Milliyetçilik bu Turancı ya da Anadolucu vasfından, İslami dozu yüksek, İslam merkezli bir Türklük yönelimi ihtimalinden el çektirilip 6 Ok’u yeniden üretircesine 9 Işık’ta dondu. İslamcılık ise 27 Mayıs sonrasında yeni tarikat ve cemaatler ile Milli Görüş’te kilitlendi. Türkiye’nin önüne yeni bir statüko, yeni bir yol, ihtimaller çıkarma salahiyeti bilhassa 1970’li yıllarla birlikte tükendi. Türkiye’de siyasetin doğası “orta”yı tutmayla, “orta”yı beslemeyle mukayyettir.
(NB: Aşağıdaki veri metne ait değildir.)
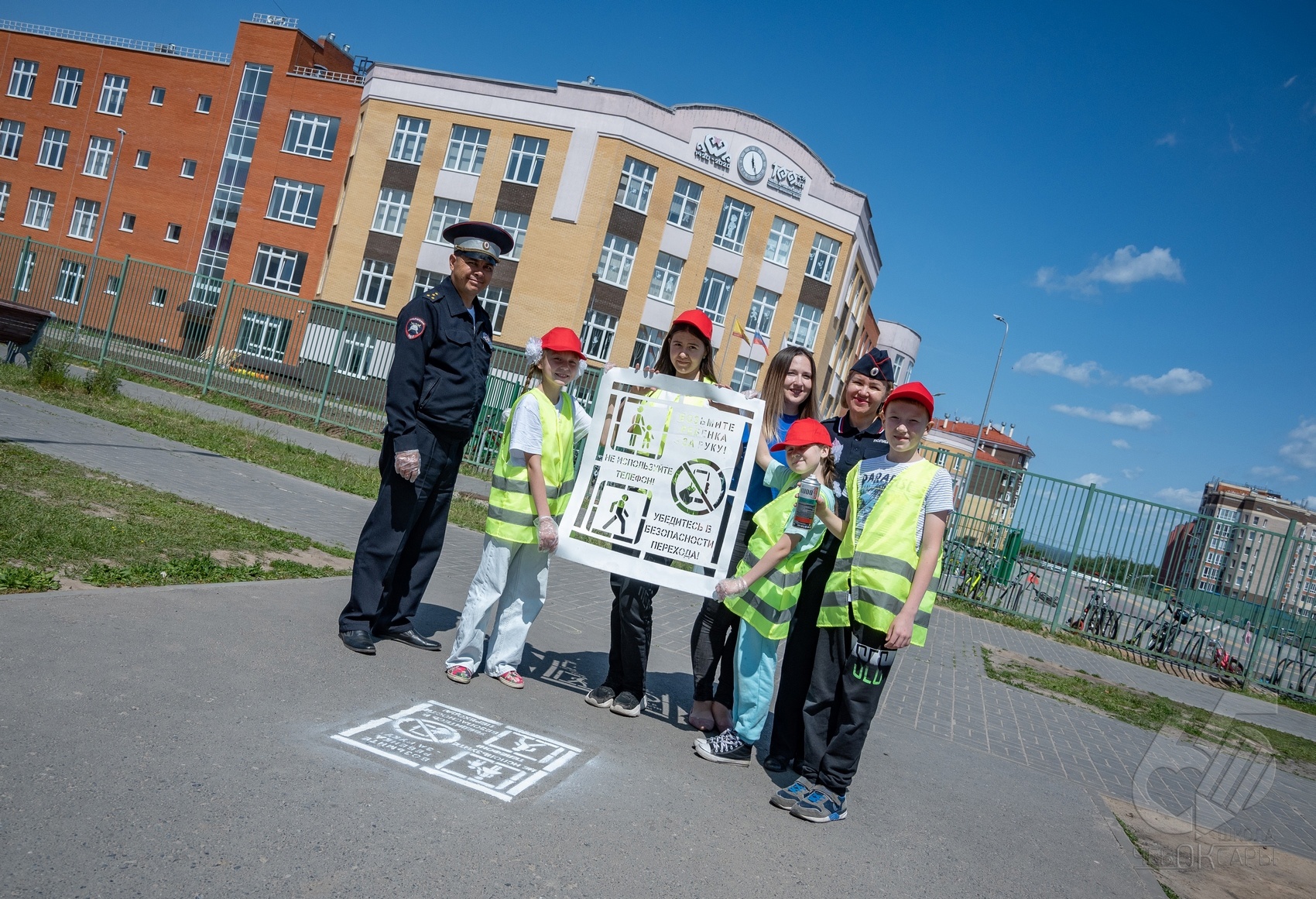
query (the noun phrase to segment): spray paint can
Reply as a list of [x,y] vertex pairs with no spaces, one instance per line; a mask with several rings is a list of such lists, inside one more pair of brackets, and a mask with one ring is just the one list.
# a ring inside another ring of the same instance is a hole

Orta, İslam düşüncesindeki “vasat ümmet” gibi ideal bir durumu değil, hassaten dünya sistemi uyarınca kurulan statükoyu anlatır. Bu nedenle ideolojilerin siyasal alana katkıları sadece millet bağını kendi kanalında akıttıktan sonra ana ark’a boşaltmaktır. Bu açıdan program, teklifler, tezler hep bu ortanın güçlendirilmesine yarar; farklı bir paradigmayla halkın karşısına çıkmak neredeyse imkansızdır. Burada belli bir dönem etkili olan sosyal demokrasi, Adil Düzen gibi yönelimler “takiyyenin kurumsallaşması” gibi algılansa da esasında kamusal alandaki siyasal varlığı tanımaya yönelikti.
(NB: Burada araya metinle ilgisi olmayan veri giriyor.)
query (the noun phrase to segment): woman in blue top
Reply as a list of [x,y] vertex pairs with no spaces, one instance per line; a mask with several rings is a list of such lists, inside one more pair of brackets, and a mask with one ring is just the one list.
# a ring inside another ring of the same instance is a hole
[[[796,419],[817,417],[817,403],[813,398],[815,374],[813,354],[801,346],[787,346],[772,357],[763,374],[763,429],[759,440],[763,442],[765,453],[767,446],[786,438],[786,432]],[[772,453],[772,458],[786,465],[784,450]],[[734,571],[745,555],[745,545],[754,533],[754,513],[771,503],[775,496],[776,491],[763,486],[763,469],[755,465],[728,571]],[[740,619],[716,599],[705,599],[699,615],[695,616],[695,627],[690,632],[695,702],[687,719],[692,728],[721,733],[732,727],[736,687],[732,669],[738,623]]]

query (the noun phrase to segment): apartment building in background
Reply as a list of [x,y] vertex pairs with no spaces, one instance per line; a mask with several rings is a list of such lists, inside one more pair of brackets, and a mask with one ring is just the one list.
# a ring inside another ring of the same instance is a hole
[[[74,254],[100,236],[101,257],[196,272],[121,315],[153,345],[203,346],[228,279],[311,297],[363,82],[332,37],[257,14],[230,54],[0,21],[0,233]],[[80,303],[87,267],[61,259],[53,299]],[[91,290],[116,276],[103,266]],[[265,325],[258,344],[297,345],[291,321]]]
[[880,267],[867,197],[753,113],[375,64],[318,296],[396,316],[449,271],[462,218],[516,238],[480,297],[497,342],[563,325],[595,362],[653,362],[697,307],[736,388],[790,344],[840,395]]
Türkiye’de siyasetin doğası seküler ağır elitizm ile Müslüman millet –bağı arasında zaman zaman yükselen, şiddeti değişen gerilime bağlıdır.
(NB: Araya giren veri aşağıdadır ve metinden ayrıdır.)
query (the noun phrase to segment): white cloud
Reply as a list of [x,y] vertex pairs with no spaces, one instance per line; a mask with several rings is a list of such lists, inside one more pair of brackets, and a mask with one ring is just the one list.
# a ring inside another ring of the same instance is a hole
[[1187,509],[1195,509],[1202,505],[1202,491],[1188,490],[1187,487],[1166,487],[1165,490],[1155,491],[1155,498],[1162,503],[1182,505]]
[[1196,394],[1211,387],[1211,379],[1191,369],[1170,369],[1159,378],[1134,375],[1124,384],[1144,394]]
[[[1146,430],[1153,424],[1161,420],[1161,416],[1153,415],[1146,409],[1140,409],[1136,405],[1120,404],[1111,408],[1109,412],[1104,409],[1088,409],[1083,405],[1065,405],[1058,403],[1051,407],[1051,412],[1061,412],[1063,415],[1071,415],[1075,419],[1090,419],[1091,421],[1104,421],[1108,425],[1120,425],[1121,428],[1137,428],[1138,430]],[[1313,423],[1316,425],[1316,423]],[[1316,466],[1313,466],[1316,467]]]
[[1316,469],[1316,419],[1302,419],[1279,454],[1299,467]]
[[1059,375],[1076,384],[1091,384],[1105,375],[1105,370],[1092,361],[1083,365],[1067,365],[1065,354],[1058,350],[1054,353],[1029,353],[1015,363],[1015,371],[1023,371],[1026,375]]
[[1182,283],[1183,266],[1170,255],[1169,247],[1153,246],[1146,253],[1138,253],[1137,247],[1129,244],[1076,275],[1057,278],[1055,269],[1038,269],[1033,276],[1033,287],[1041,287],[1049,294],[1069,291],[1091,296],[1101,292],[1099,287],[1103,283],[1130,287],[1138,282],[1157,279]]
MASKELİ SİYASET, SEKÜLER ELİTİZM, SAMİMİ MİLLET

Türkiye’de siyasetin doğası kamusal alanda var olmaya endekslendi. Bu, zaman zaman “devlet bizim yönetenler değil” naifliği üzerinden gelişse de iktidarı tutmak, statükoyu kaldırmak, yeni bir Türkiye’nin yolunu açmak için harekete geçenlerin kendisini bir anda kamuda temsiliyet teslimiyetinde buluveriyor. Siyasetin doğası, görünüşte “hesaplaşma”- lara dayanır... CHP burada en çok hesaplaşılacak partidir. Terakkiperver Cumhuriyet Fırkası, Serbest Cumhuriyet Fırkası bir bakıma İkinci Grup olmasa da CHP’deki öbekleşmenin karşısında yer aldı. DP’liler de... Fakat bu unsurların sahiden CHP ile hesaplaşmak istediklerini kestirmek güç... Necip Fazıl önce Menderes’e sonra da Erbakan’a CHP’yi meşrulaştırdıkları, hesaplaşmadıkları için sert çıkar. Genellikle eşraf DP, Milli Görüş, ANAP, AK Parti vasıtasıyla CHP ise darbelerle birbiriyle hesaplaşmaya çalışır. Tabi CHP’nin hesaplaşması en başta İslam, Osmanlı geleneği ve Türk kimliğinin İslam ile örtüştürülmesiyledir. CHP’liler öteki ittihatçılarla, 150’liklerle hesaplaşmıştır. Türk siyasetinin doğasındaki hesaplaşma kültü bir türlü temellere inmez; yüzeysel, kişisel, kadroya yönelik gelişir. Bir grup, bir şahıs, bir dönem tasfiye edildiği zaman başarı olarak görülür. Türkiye’de siyasetin doğası seküler ağır elitizm ile Müslüman millet –bağı arasında zaman zaman yükselen, şiddeti değişen gerilime bağlıdır. Siyasi partiler hele ki iletişim ve ulaşım imkanlarının geri olduğu dönemlerde popülizmi utiliteryanizm ile birleştirerek davranışlarının meşrulaştırıcısı kılmaktan hiç vazgeçmedi.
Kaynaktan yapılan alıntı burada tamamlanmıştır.